Le projet gazier Grand Tortue Ahmeyim (GTA), une initiative majeure située à la frontière maritime entre le Sénégal et la Mauritanie, est de nouveau au cœur de l’actualité. La société américaine Kosmos Energy, en charge de son exploitation, a récemment partagé des informations sur l’intensification de la production de ce champ transfrontalier.
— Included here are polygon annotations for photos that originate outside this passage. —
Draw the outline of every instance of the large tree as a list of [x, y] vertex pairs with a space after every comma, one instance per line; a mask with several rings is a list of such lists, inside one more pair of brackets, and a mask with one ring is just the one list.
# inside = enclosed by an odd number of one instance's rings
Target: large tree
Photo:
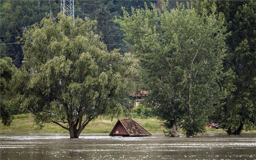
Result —
[[22, 108], [41, 128], [55, 123], [78, 138], [98, 116], [118, 114], [136, 70], [129, 54], [108, 52], [96, 22], [49, 15], [23, 34], [25, 62], [12, 84]]
[[230, 53], [225, 67], [235, 73], [236, 89], [215, 117], [230, 134], [240, 134], [256, 125], [256, 2], [235, 2], [228, 3], [232, 16], [227, 17], [227, 26], [231, 35], [227, 41]]
[[124, 9], [116, 20], [125, 41], [140, 59], [141, 78], [149, 91], [148, 102], [177, 136], [177, 125], [186, 136], [205, 131], [207, 113], [223, 96], [226, 28], [223, 14], [202, 15], [194, 9]]
[[10, 125], [12, 116], [10, 111], [10, 81], [17, 70], [9, 57], [0, 58], [0, 120], [4, 125]]
[[[226, 71], [233, 78], [224, 79], [228, 89], [223, 105], [211, 117], [228, 134], [240, 134], [243, 129], [256, 125], [256, 3], [253, 1], [218, 1], [216, 12], [225, 15], [225, 25], [230, 33], [226, 41], [228, 54], [224, 61]], [[193, 3], [197, 12], [209, 10], [212, 1]], [[231, 72], [230, 72], [231, 73]]]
La première phase de ce projet stratégique a entamé sa phase commerciale au début de l’année 2025. À Dakar, ce dossier est scruté attentivement, d’autant que le Premier ministre Ousmane Sonko a placé la souveraineté sur les ressources extractives au centre des priorités de son gouvernement.
Un projet transfrontalier : pilier pour Dakar et Nouakchott
Après des années de pourparlers entre les capitales, le projet GTA prend forme sur un gisement s’étendant à travers la limite maritime des deux nations. Un accord de partage des bénéfices, établi à parts égales entre le Sénégal et la Mauritanie, constitue un modèle de coopération peu commun dans le secteur extractif ouest-africain. Kosmos Energy mène le développement en collaboration avec bp, l’opérateur historique du permis. Les entreprises publiques, Petrosen pour le Sénégal et la Société mauritanienne des hydrocarbures (SMH) pour la Mauritanie, représentent les intérêts étatiques.
La phase initiale du projet s’appuie sur une unité flottante de liquéfaction de gaz (FLNG), conçue pour le traitement et l’exportation du gaz vers les marchés mondiaux. L’objectif de capacité initiale est d’environ 2,3 millions de tonnes de gaz naturel liquéfié annuellement. Kosmos Energy a confirmé que la production est en phase d’atteindre son rendement maximal, suite à une mise en service technique finalisée l’année précédente et l’expédition des premières cargaisons.
Kosmos Energy face aux attentes politiques du Sénégal
L’arrivée au pouvoir du duo Bassirou Diomaye Faye et Ousmane Sonko en mars 2024 a intensifié le suivi du projet GTA par les autorités de Dakar. Le Premier ministre sénégalais a clairement exprimé sa volonté de réévaluer ou d’auditer les accords contractuels signés par l’ancienne administration, perçus comme désavantageux pour l’État. Cette position a créé une période d’incertitude pour les acteurs internationaux majeurs comme Kosmos Energy et bp.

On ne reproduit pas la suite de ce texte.